Michael Rousseau fällt aus. In den Ruhestand gehen? Nennen wir es so, wie es war. Im Grunde eine Entlassung, außer dem Namen nach. Der LaGuardia-Vorfall hat die Sache auf den Kopf gestellt. Die Sprachbarriere war der letzte Tropfen für Quebecs Frustration über einen Führer, der während seiner Amtszeit kaum auftauchte und nie Französisch beherrschte.
Um ehrlich zu sein, war Rousseau unsichtbar. Ein Idiot. Der eigentliche Maschinenraum gehörte den beiden Marken Galardo und Nasr. Sie hielten die Fluggesellschaft zusammen.
Also wer kommt als nächstes? Interne Werbung oder externe Anstellung. Bloomberg hat einen Namen. Es ist nicht das Offensichtliche. Es ist nicht einmal die Person, die ich auswählen würde.
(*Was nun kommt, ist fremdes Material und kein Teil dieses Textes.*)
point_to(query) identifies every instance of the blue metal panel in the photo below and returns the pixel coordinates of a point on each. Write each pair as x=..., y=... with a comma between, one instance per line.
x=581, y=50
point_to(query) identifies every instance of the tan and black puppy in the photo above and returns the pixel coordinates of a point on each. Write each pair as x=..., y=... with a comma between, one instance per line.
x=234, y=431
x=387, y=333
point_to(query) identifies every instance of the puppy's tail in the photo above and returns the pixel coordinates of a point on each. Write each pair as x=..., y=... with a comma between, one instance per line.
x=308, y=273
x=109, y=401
Anko van der Werff. Derzeitiger CEO von SAS. Er steuert dieses Schiff seit fünf Jahren durch Insolvenzen und Allianzwechsel. Vor SAS Avianca. Davor ein Lebenslauf mit Stationen bei Aeromexico Air France-KLM und Qatar Airways. Er kennt das Geschäft. Er weiß, wie man Dinge zerbricht und anders wieder zusammenfügt.
Aber hier ist der Haken.
Van der Werff spricht Englisch, Niederländisch und Spanisch. Sein Französisch? Bestenfalls einfach.
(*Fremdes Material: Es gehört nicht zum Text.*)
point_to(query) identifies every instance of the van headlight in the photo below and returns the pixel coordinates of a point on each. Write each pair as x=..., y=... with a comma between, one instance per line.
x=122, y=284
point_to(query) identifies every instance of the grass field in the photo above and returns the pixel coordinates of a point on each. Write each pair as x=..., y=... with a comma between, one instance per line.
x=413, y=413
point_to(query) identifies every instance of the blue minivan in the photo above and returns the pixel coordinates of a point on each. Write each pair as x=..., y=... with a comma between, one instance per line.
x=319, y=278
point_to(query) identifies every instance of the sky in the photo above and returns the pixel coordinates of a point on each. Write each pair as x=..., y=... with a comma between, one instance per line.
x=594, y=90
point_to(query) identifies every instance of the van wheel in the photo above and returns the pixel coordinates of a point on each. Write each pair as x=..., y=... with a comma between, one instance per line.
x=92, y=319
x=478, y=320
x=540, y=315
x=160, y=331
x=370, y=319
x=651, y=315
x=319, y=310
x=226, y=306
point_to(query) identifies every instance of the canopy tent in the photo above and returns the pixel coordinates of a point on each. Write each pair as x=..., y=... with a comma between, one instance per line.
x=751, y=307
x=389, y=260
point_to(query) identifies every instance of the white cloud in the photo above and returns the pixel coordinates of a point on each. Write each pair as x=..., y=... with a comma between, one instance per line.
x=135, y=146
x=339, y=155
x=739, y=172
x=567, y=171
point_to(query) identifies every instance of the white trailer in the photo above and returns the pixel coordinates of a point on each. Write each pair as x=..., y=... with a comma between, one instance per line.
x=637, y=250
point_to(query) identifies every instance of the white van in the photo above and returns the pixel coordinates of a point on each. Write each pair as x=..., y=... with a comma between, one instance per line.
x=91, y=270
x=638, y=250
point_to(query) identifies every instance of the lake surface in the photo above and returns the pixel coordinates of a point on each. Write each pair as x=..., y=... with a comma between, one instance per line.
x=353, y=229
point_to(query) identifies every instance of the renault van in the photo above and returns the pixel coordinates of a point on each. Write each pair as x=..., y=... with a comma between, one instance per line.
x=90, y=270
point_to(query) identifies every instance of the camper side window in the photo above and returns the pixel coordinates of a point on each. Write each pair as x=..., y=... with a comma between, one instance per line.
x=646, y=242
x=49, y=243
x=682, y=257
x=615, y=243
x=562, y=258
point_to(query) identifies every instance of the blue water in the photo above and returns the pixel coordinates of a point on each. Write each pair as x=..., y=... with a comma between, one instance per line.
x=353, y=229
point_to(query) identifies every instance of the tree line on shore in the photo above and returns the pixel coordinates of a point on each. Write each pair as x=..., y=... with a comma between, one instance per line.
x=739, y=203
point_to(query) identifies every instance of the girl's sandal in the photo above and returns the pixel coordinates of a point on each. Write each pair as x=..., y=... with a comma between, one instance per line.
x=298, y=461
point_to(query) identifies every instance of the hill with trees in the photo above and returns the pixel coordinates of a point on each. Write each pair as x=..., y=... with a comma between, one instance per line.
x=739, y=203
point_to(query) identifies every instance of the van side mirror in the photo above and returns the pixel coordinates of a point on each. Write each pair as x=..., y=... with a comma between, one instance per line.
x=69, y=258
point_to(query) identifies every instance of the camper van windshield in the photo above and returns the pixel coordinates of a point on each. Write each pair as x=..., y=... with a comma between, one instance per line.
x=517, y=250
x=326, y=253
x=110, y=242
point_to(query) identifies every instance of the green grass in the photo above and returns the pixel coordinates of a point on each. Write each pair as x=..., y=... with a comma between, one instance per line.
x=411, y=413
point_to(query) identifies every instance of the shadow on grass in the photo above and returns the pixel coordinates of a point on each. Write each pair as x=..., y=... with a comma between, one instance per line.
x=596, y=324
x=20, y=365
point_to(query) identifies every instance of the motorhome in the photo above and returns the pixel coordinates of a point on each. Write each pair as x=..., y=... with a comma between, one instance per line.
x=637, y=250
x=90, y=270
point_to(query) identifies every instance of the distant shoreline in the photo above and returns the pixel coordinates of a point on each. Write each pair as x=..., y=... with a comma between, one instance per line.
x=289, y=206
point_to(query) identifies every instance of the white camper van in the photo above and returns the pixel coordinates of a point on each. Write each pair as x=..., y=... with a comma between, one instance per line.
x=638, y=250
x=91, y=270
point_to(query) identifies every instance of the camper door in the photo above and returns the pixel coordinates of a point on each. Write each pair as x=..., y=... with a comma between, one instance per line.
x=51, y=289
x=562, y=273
Air Canada hat es gerade laut gesagt. „Stolzer Hauptsitz in Montreal.“ Als Leistungskriterium nannten sie Französischkenntnisse. Es fühlt sich an wie ein direkter Seitenhieb auf den scheidenden Chef. Dennoch führt van der Werff weiterhin das Feld an. Vielleicht lernt er schnell. Rousseau tat es nicht.
Das ist noch nicht geklärt. Aber es passiert.
Van der Werff hat einen gemischten Ruf. Manche Leute mögen ihn, andere nicht. Wenn er diesen Job bekommt, müssen Sie mit einer Schockwelle rechnen. Die Aktie von Air Canada liegt auf der Hälfte ihres Wertes vor der Pandemie. Die Finanzen sind hässlich. Die Führung wird ausgesetzt. Dies ist eine Rettungsmission, keine Siegesrunde.
Denken Sie über die Auswirkungen nach.
Air Canada wirbt in der Regel von innen heraus. Van der Werff wäre ein Außenseiter. Er würde sein eigenes Team mitbringen. Das bedeutet Entlassungen oder Versetzungen für die aktuelle Mannschaft. Einschließlich dieser sehr kompetenten Marken. Die interne Hierarchie würde über Nacht zusammenbrechen.
Und schauen Sie sich die Ironie an. Ben Smith leitete früher Air Canada als Präsident, bevor er zu Air France-KLM wechselte. Wenn er geblieben wäre und CEO geworden wäre, hätten wir dieses Rousseau-Chaos gehabt. Wahrscheinlich nicht. Aber in der Geschichte geht es nicht um Vielleichts.
Dann ist da noch SAS selbst. Air France-KLM will Kontrolle. Sie werden wahrscheinlich ein Mitspracherecht darüber haben, ob van der Werff gehen kann oder ob sie ihn dort haben wollen. Ist er tatsächlich sicher? Oder kauft er seinen Lebenslauf, weil sein eigener Thron in Flammen steht?
Es ist chaotisch. Es funktioniert, wenn man einen Außenstehenden engagiert, um die Kultur zu verbessern. Siehe American Airlines. Aber Air Canada braucht eine finanzielle Überarbeitung. Holen Sie sich einen Fixierer aus Europa, um das System niederzureißen, während kompetente Führungskräfte unter ihm sitzen und zuschauen? Scheint verschwenderisch.
Die Branche brennt gerade. Überall fallen Führungskräfte. Das fühlt sich an, als würde ein weiterer Dominostein umkippen.
Wir wissen nicht, wer gewinnt. Aber eines wissen wir.
Der bestehenden Führung wird es nicht gefallen.